Странно... Мне даже легче. Словно тяжкий груз свалился с плеч. А ведь раньше и иллюзивный амулет казался защитой от всего на свете... Но хватит себя обманывать. Услад был прав. За эти дни я пережила столько, что прежние обиды и страхи кажутся пылью, недостойной внимания. Прежняя Фелиция, которая боялась собственной тени, осталась в прошлом.
Почти.
Больше нет смысла бояться. Есть лишь выбор: покориться или выжить.
– Мне надоело ждать, – говорит влетевший Мстислав. – Еще долго? Ого, тебе идёт, – отмечает, что мне подходит вампирский стиль в одежде.
На мне светлая блузка из тонкой шёлковой ткани. Длинные и объёмные рукава собраны у запястья узкими чёрными манжетами, украшенными крошечными, почти незаметными кружевами. По ткани разбросаны вышитые чёрные мотивы. Вырез высокий, шею плотно обхватывает чёрный кружевной воротник-стойка, украшенный россыпью мелких бусин и декоративных подвесок. Это создаёт ощущение лёгкой театральности, свойственной вампирам, но я не чувствую тяжести – кружево мягкое и гладкое. На талии плотный чёрный корсет из матового атласа, застёгивающийся на ряд небольших золотых пуговиц. Он подчёркивает талию, придаёт осанке величественность, линии становятся чётче, а весь силуэт – строже. Узкие брюки из тонкой чёрной шерсти идеально подчёркивают ноги. К ним пришиты длинные вставки из чёрного прозрачного фатина с изящной вышивкой золотыми нитями. Фатин ниспадает от талии до самых пят, открывая движения и переливы света, когда я иду. На одной из штанин золотистая ветка, прошитая сквозь прозрачную ткань, словно оживает под моими шагами. В этом наряде я чувствую себя собранной и в то же время легкой. Каждый элемент продуман, каждая деталь играет свою роль, и я словно могу дышать сквозь тонкое кружево и шелк, оставляя за собой легкий шорох тканей и таинственный отблеск золота.

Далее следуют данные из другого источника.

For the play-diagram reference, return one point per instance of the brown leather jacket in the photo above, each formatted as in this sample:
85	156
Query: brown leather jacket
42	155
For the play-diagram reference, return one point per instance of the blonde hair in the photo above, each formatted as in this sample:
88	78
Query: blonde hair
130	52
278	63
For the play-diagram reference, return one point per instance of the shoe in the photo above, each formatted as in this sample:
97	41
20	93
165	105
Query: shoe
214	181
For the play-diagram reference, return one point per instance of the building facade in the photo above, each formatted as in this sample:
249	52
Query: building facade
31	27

– Кто мог подумать, что у девчонки такой длинный язык, – бухтит Услад, заплетая косу из моих волос. – Разве что волосы ещё длиннее... Она не даст спуску ни-ко-му.
– Обычно их никто не трогает, мои волосы живут собственной жизнью, а я своей!

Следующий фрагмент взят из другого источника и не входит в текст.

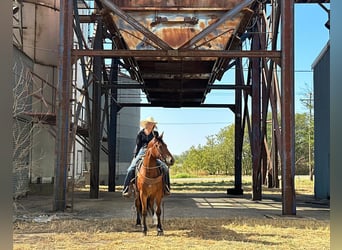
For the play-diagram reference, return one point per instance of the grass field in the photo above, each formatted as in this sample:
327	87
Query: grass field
189	233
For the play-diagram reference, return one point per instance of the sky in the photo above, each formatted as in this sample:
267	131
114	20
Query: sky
186	127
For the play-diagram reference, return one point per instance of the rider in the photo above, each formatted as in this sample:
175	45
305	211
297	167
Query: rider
144	136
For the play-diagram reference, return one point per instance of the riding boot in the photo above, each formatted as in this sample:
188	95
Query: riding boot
130	175
166	184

– Оно и видно. Своенравная девка, – Услад дёргает за прядь, заставляя поморщиться.
– Ну Наконец-то, Святые Драконы, идем, дорогуша! – вампир закатывает глаза
Выйдя из хижины, нас ожидала повозка с големом. Он не просто большой, он – огромный. Я видела големов на гравюрах, слышала о них в рассказах, но ничто не подготовило меня к встрече с этим каменным гигантом лицом к лицу. Когда его массивные руки подняли меня в экипаж, я едва не выронила свою челюсть. Его лицо одновременно пугающее и завораживающее. Нет, это не лицо в обычном понимании. Скорее, маска из камня, с глубоко вырезанными глазницами, в которых, кажется, тлеет уголек. Но это не взгляд, это – пустота. И она пугает больше всего.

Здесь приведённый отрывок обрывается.